Meta then conducted “Project Daisy,” in which it hid visible “Like” counts from some Instagram users. That change reduced those users’ experiences of negative social comparison and had a “statistically significant impact” on their well-being. Yet, because likes keep young people on Instagram longer, Meta chose not to implement the program, defunded that research team and retained the visible “Like” feature.

Or consider TikTok, which received major kudos for implementing a “take a break” feature for teens. Turns out, kids can instantly override their “break” by entering a passcode. What is less well known is that TikTok also has a feature that withholds videos it knows a user will love until the moment it senses the user is about to disengage from the app. 

If the Kids Online Safety Act were law, Meta and TikTok wouldn’t be allowed to manipulate young people like this or ignore their own internal research showing they are harming kids. The bill would also force them to report those harms publicly.

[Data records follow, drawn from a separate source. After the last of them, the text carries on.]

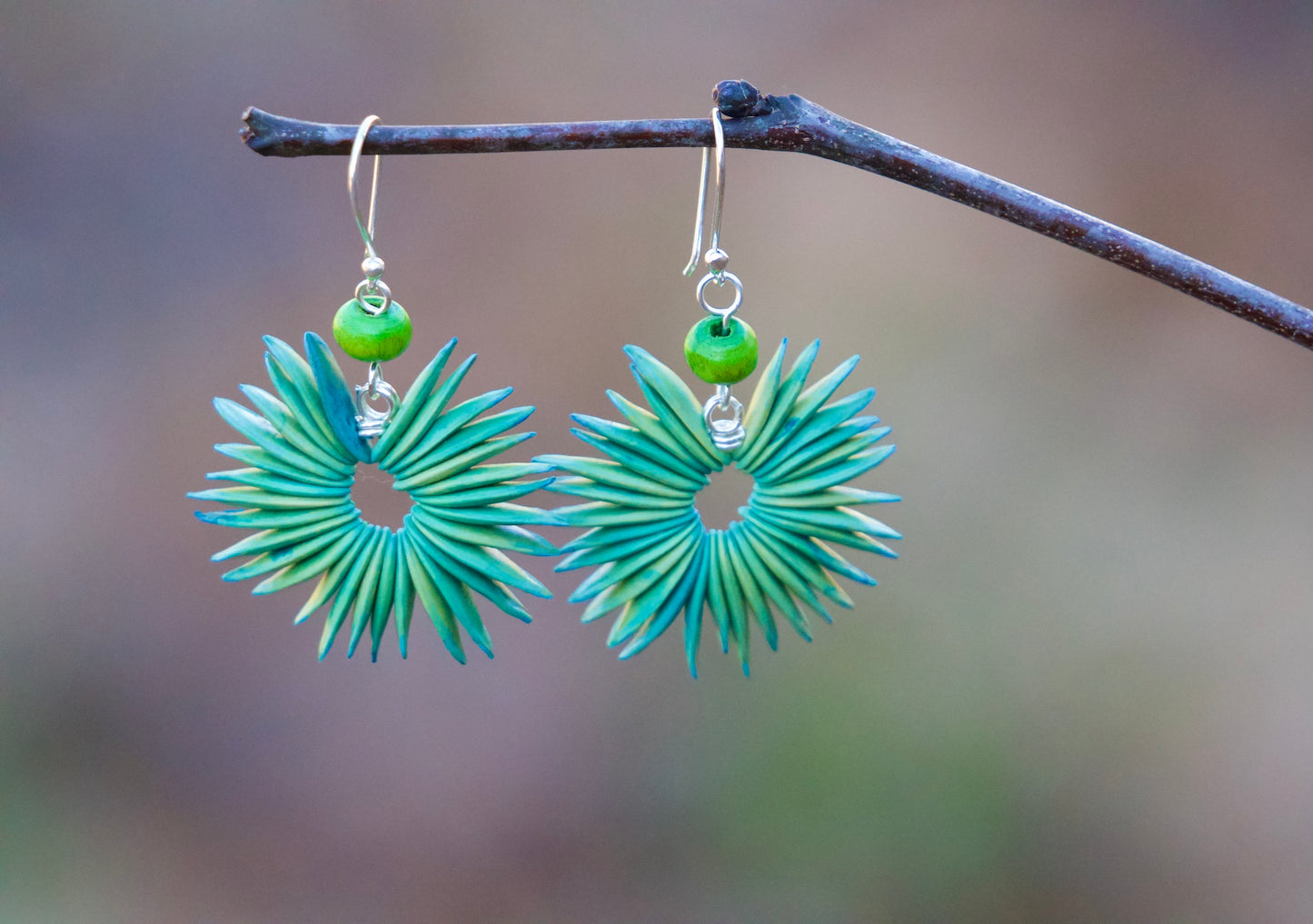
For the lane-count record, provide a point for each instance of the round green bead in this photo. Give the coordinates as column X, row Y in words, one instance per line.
column 721, row 353
column 372, row 337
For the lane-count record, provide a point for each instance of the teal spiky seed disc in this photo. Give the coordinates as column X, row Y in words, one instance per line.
column 295, row 490
column 721, row 352
column 372, row 337
column 652, row 554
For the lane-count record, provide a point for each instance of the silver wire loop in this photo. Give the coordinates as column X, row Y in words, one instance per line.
column 720, row 280
column 728, row 433
column 369, row 420
column 720, row 256
column 373, row 288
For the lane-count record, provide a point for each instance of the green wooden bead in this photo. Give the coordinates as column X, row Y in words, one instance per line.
column 721, row 354
column 372, row 337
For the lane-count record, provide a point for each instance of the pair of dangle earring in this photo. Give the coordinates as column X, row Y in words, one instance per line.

The Kids Online Safety Act is the only bill that would address the wide range of design-caused harms children experience online. And it could be law in a matter of weeks — if the House wants it to be. The bill has 67 Senate cosponsors, including Majority Leader Chuck Schumer (D-N.Y.), setting it up to sail through a floor vote. The House hasn’t even introduced this lifesaving bill.

When motivated, we know that the House can pass tech legislation and that the Energy and Commerce Committee, led by Chair Cathy McMorris Rodgers (R-Wash.) and ranking member Frank Pallone (D-N.J.), can move fast. 

So, the question is: does the House care more about protecting children or Big Tech billionaires? Keep an eye on the Kids Online Safety Act to find out.

Josh Golin is the executive director of Fairplay, a nonprofit advocate that opposes child-targeted marketing and the excessive screen time it encourages.